A Śobhāvatī, un blanchisseur nommé Dhavala avait épousé la belle Madanasundarī. Un jour, le frère de Madanasundarī vint les voir et ils se rendirent au Temple de la Déesse Gaurī (un des aspects de Durga ou Pārvatī). Mais Dhavala se rendit compte qu'il n'avait pas d'offrandes et il se trancha donc la tête pour l'offrir à la grande Déesse, et le frère de Madanasundarī fit de même. La malheureuse jeune fille supplia la Déesse de rendre la vie à son mari et à son frère. La Déesse accepta mais Madanasundarī, dans sa précipitation, intervertit la tête du mari et du frère sur les deux corps quand elle les reforma.
L'énigme du Vetāla-Narrateur consiste à savoir qui était désormais son vrai mari, le corps de Dhavala avec la tête de son frère ou le corps de son frère avec la tête de Dhavala.

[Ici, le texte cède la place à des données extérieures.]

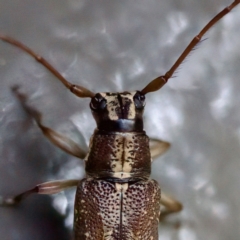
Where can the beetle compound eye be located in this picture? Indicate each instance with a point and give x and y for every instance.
(139, 100)
(98, 102)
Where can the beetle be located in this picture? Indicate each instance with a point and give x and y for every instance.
(80, 90)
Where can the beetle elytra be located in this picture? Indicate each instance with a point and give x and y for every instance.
(120, 117)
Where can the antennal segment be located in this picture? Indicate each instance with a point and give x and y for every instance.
(160, 81)
(76, 89)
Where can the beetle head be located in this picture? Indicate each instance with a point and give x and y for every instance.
(118, 111)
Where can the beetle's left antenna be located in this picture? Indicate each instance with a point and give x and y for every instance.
(76, 89)
(159, 82)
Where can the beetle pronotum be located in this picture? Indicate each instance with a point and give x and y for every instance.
(127, 128)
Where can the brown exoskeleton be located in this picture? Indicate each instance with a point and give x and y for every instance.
(125, 203)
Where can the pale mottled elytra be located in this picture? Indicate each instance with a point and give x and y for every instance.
(117, 199)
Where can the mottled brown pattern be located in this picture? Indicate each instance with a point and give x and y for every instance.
(119, 152)
(105, 211)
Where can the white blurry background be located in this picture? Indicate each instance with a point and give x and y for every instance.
(108, 45)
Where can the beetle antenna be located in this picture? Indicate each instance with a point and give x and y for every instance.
(76, 89)
(160, 81)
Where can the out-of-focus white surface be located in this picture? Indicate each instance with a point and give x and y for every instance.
(113, 46)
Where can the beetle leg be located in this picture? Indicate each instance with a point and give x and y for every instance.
(56, 138)
(170, 204)
(158, 147)
(43, 188)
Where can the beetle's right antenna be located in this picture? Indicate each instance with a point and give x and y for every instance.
(159, 82)
(76, 89)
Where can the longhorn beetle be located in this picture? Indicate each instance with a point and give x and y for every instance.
(117, 199)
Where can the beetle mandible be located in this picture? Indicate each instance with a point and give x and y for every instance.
(125, 175)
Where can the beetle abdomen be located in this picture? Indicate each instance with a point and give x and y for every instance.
(116, 211)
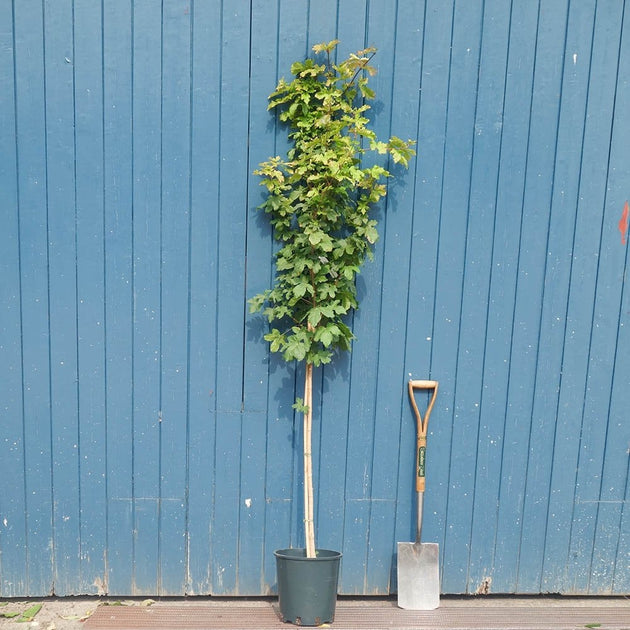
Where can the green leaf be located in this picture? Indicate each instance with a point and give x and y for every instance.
(29, 613)
(314, 316)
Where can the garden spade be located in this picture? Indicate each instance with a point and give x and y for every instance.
(418, 562)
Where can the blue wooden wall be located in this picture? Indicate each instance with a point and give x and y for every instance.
(147, 440)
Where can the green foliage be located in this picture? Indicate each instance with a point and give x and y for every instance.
(318, 203)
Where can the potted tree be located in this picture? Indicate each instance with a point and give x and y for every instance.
(318, 202)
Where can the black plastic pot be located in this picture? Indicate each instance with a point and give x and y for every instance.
(307, 587)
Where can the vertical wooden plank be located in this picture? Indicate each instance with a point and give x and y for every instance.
(438, 25)
(31, 156)
(405, 123)
(118, 213)
(505, 248)
(174, 295)
(609, 570)
(255, 563)
(482, 213)
(205, 160)
(147, 253)
(322, 22)
(88, 98)
(66, 450)
(396, 85)
(540, 139)
(557, 572)
(13, 553)
(454, 210)
(235, 39)
(556, 285)
(596, 416)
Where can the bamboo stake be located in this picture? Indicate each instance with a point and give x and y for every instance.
(309, 525)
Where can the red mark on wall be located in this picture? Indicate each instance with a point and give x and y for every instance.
(623, 223)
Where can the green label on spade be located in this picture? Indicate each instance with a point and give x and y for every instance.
(421, 460)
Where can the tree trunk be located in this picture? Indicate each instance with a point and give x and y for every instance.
(309, 524)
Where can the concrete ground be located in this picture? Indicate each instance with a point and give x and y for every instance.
(460, 613)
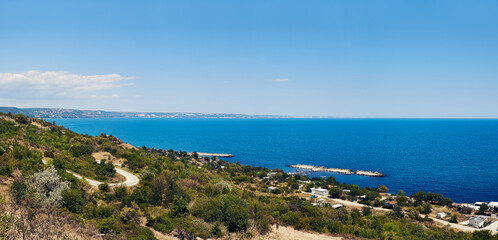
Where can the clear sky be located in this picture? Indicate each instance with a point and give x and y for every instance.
(323, 58)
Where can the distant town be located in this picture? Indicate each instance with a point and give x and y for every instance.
(74, 113)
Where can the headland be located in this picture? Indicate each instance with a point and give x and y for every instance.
(337, 170)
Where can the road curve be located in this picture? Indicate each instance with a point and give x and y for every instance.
(131, 180)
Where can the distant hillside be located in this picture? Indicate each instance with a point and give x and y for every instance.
(74, 113)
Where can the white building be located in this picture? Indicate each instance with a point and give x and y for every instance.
(492, 205)
(475, 208)
(478, 204)
(441, 215)
(336, 206)
(477, 221)
(320, 191)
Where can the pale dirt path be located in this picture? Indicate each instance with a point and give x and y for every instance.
(493, 227)
(289, 233)
(131, 180)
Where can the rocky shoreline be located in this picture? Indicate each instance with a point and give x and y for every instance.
(337, 170)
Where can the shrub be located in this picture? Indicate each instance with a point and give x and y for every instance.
(72, 200)
(48, 187)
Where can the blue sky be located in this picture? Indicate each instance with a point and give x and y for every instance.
(321, 58)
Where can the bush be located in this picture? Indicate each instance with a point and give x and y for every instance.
(80, 150)
(72, 200)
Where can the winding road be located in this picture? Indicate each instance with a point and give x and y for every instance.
(131, 180)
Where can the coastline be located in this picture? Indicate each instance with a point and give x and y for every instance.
(337, 170)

La réponse du roi Trivikramasena est que la tête contenant le siège du Soi, elle devait rester marié au corps de son frère.
Quand on lit cette histoire, on ne peut pas ne pas penser aux expériences de pensée sur l'Identité Personnelle et les transplantations de cerveaux qu'aime tant la philosophie analytique - Bernard Williams et Sidney Shoemaker seraient, je crois, plutôt d'accord avec le roi - même si Williams a un argument célèbre pour montrer que cela dépend comment on raconte l'histoire.
La Déesse est aussi associée à une autre célèbre greffe de tête dans la mythologie hindoue : celle de Gaṇeśa, à qui son père Śiva aurait tranché la tête parce qu'il l'empêchait de voir son épouse Pārvatī. Le changement de tête est ici un symbole de transformation intérieure, d'union du microcosme et du macrocosme, alors que dans ce conte il est plus littéralement la transcendance du Soi par rapport au corps.
On remarque que l'histoire se situe dans la même cité himalayenne de Śobhāvatī que dans le quatrième conte, qui était aussi une auto-immolation à la Déesse. En revanche, on a des personnages de caste bien plus modeste (blanchisseur) cette fois.
Décidément, les contes du Vetāla - qui est lui-même un esprit malin en possession d'un cadavre - portent souvent sur des mariages et des corps. Ici, c'est pour insister que le mariage n'est pas essentiellement le lien des corps.